Ellison, Harlan - I find myself in a curious position with Ellison now. Generally speaking, I have good memories of Ellison, and I speak well of stories such as 'The Man Who Rowed Christopher Columbus Ashore' and 'A Boy and His Dog' and a few others. Do I still think this, however? After the Deathbird Stories experience, I decided I would check out a newer story, and so I re-read 'Mefisto in Onyx', which I remember liking the first time. There are the Ellison ticks that made me sigh to see, such as the line "Now they was some dumb ass muthuhfugguhs" but the main problem I had with the story was that my politics were in the way. At the end of the story, the main character, a black man, jumps into the mind of a white man, and--well, I'll type it out for you:

...I hugged her with the intention that Henry Lake spanning would love Allison Roche more powerfully, more responsibly, than anyone had ever loved anyone in the history of the world. I was reading to stop failing at everything.
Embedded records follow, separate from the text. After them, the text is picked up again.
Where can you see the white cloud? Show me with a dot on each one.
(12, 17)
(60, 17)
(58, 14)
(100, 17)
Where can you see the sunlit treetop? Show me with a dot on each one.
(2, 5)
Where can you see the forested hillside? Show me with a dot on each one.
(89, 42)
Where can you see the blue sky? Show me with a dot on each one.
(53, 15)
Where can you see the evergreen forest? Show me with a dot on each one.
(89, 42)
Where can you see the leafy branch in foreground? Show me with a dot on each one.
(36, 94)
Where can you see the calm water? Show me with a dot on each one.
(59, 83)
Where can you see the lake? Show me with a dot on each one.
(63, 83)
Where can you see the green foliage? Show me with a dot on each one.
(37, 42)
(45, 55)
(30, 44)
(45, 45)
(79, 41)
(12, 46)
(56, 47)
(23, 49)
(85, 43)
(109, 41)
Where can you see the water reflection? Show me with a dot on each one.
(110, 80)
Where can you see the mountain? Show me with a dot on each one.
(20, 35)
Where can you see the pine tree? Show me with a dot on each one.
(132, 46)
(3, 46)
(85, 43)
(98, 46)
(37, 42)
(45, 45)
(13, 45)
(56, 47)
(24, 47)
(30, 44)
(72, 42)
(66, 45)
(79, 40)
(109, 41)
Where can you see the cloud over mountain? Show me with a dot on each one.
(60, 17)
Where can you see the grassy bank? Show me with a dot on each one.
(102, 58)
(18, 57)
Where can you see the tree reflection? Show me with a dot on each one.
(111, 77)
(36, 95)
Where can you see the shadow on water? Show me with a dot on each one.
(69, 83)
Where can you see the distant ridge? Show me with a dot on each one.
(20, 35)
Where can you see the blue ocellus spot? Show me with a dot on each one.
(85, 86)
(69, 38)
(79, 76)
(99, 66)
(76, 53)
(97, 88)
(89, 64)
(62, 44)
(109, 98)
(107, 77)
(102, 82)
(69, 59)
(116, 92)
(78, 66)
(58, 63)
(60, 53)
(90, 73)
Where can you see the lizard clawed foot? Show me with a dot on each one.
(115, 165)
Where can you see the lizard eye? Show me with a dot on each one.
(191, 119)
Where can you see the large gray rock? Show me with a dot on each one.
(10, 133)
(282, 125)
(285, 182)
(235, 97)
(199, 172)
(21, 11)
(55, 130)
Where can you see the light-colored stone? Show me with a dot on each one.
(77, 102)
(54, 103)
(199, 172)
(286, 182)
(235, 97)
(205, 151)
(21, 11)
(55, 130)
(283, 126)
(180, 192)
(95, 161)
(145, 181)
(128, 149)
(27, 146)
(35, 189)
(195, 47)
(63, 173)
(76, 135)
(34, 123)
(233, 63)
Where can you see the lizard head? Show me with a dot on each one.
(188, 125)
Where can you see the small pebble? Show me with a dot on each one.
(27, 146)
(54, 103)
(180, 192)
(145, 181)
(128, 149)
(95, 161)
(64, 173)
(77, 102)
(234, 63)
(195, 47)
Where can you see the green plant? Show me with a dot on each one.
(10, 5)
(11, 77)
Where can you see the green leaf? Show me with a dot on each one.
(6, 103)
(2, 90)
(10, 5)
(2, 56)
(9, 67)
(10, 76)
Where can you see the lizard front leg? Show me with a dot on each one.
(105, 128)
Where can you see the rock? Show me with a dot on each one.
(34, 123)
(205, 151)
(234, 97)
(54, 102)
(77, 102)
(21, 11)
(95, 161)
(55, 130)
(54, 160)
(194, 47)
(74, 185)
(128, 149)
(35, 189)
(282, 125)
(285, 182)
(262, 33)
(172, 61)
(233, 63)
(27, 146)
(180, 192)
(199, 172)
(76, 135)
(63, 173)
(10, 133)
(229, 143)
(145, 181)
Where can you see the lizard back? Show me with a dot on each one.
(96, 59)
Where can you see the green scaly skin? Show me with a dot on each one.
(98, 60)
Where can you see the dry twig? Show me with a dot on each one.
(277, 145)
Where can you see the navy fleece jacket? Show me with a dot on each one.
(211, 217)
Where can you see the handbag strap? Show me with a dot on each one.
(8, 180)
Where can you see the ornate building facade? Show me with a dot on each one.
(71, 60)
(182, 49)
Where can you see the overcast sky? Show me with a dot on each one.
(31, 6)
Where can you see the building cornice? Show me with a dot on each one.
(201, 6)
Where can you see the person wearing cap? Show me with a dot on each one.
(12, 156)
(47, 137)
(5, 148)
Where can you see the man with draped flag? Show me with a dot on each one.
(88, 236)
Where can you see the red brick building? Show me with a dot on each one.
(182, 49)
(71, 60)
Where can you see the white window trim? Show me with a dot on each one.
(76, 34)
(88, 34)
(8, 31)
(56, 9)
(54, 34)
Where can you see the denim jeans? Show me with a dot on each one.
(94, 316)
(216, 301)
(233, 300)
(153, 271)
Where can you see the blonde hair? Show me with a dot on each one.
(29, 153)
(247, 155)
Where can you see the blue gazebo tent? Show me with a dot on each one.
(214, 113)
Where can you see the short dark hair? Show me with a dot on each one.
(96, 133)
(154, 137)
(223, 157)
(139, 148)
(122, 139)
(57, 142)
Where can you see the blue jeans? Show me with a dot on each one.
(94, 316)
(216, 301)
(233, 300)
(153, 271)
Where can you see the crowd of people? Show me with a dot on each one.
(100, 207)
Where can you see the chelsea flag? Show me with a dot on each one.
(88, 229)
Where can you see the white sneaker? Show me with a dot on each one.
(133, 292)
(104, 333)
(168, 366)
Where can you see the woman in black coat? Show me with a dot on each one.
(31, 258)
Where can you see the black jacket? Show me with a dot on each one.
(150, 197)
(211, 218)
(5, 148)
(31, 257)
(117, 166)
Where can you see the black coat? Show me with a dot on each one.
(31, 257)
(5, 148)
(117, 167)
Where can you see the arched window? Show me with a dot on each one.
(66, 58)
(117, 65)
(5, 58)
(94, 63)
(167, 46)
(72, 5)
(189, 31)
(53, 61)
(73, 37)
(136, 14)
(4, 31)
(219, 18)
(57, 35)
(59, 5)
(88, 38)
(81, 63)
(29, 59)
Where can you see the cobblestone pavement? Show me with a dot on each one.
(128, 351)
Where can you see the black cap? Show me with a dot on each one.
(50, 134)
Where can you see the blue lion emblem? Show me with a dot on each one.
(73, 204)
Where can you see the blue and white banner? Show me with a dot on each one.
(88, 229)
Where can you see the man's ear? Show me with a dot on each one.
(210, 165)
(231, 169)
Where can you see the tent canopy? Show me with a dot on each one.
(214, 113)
And it would be just a whole lot easier as a white boy with great big blue eyes.

Because--get this now--all my wasted years didn't have as much to do with blackness or racism or being overqualified or being unlucky or being high-verbal or even the curse of my "gift" of jaunting, as they did with t he single truth I learned waiting in there, inside my own landscape, waiting for Spanning to come and gloat:

I have always been one of those miserable guys who couldn't get out of his own way.

Which meant I could, at last, stop feeling sorry for that poor nigger, Rudy Pairis. Except, maybe, in a moment of human weakness.

Here, it is suddenly the portrayal of race that I have a problem with. With Ellison's whiteness as an author, and with the way that, for the character, becoming white equals success, and a change in his life. The story is not as badly written as some of those stories from Deathbird Stories, which, thank fuck, really, but I had the experience as if I was reading a story written in a different time, of which I should take in the final lines as if it were written in a time in which we did not know better. Does that mean, then, that to enjoy Ellison as I was did, I have to do so with the understanding that he is a historical oddity? Something by which I can see how things have changed?

Or is it simply that Ellison is for a certain age and that, once you first encounter him, you cannot go back?

Employment - If anyone knows of a hippie commune that I can go and live on, leave a link in the comments.

Extra, Part Two - Being used--and make no mistake, it was being used--in a film as scene scum did not do me any good. Intimidating, bald, the friend of a midget: Ben Peek, for hire. I've been called intimidating for years. Once, when I walked into a lecture theatre, a friend of mine overheard to girls say, "I hope he isn't my tutor--scary." Years. Years and years I've heard it. It's given me a pleasant neurotic complex, for I am a neurotic kind of guy. But the two days as an extra bought in a new question: Do I think that I'm better than this? Do I resent being cast as scum because it places me at the bottom of the image food chain? Am I arrogant enough to consider that any one person is beneath me, or is it that I simply dislike the idea of people placing themselves above me? The answer was a mix of both. I didn't enjoy the insight.